Children from all ethnic minority groups – even those statistically associated with academic underperformance – are more likely to go to university than their white British peers, a study has found.
Research from the Institute for Fiscal Studies (IFS) shows that just 32.6 per cent of white British pupils who took their GCSEs in 2008 went on to university at ages 18 or 19. This compares with 67.4 per cent of pupils with an Indian background and 75.7 per cent from a Chinese background.
Those from Afro-Caribbean backgrounds also do better than white pupils, with more than 37 per cent going to university. Among Bangladeshis, the figure is 48.8 per cent.
When the researchers combined ethnic group and socioeconomic background, the differences were even more stark.
More than 81 per cent of Chinese pupils from the most affluent backgrounds go to university, compared with just 12.8 per cent of the poorest white British students.
The figures were among the findings of a study funded by the Department for Business, Innovation and Skills.

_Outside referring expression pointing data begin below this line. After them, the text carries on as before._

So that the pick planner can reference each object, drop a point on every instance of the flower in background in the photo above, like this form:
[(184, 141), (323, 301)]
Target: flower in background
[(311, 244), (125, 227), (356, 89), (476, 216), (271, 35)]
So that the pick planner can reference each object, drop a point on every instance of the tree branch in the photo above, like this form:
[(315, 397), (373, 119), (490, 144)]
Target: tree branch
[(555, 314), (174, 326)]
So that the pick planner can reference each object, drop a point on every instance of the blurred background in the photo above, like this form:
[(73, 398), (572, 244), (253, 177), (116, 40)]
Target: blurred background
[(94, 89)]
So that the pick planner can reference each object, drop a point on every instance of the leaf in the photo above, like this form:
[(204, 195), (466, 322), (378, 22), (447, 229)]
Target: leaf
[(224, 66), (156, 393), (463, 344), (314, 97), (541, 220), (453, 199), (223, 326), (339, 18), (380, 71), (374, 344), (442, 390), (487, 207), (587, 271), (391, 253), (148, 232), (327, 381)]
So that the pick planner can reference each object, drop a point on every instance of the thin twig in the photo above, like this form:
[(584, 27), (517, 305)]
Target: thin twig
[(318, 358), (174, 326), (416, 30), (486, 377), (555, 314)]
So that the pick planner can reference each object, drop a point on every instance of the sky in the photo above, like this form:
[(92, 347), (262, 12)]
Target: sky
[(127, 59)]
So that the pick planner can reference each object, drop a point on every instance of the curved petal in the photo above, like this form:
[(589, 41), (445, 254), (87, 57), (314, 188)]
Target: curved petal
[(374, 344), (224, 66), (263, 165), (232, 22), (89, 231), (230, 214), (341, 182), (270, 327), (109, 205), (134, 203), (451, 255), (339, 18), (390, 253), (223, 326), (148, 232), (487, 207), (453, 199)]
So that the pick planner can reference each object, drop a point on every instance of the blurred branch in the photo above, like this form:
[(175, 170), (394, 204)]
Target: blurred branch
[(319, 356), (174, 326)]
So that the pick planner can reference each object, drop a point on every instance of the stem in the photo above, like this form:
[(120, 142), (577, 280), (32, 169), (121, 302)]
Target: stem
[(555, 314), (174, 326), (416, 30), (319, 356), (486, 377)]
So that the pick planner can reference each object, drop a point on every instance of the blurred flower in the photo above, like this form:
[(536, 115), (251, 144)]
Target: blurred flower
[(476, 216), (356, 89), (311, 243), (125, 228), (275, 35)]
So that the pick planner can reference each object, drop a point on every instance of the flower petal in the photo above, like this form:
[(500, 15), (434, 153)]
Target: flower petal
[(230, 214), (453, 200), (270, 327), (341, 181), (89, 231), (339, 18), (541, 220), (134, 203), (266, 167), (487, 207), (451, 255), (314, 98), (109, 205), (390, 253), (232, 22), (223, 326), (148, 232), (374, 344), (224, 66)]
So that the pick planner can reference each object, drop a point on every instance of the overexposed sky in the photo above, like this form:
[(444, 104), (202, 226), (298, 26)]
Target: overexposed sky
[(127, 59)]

The research uses census data linking all pupils going to school in England with all students going to university in the UK, including data on more than half a million pupils. It focuses on students taking their GCSEs in 2007-08, who could have gone to university at age 18 in 2010-11 or age 19 in 2011-12.
In an article about the research on the IFS website, researchers Claire Crawford and Ellen Greaves wrote: "Differences in progression to university between individuals from different ethnic groups were particularly striking.
"We find that school pupils from all ethnic minority backgrounds are now, on average, significantly more likely to go to university than their white British counterparts."
Differences in how well pupils do at school could help to explain "some but not all" of the differences in participation rates, they said, noting that pupils of black, Pakistani and Bangladeshi ethnic origin "tended to perform worse" in national tests and exams than their white British counterparts.
The researchers called for more work to be carried out to understand the discrepancy.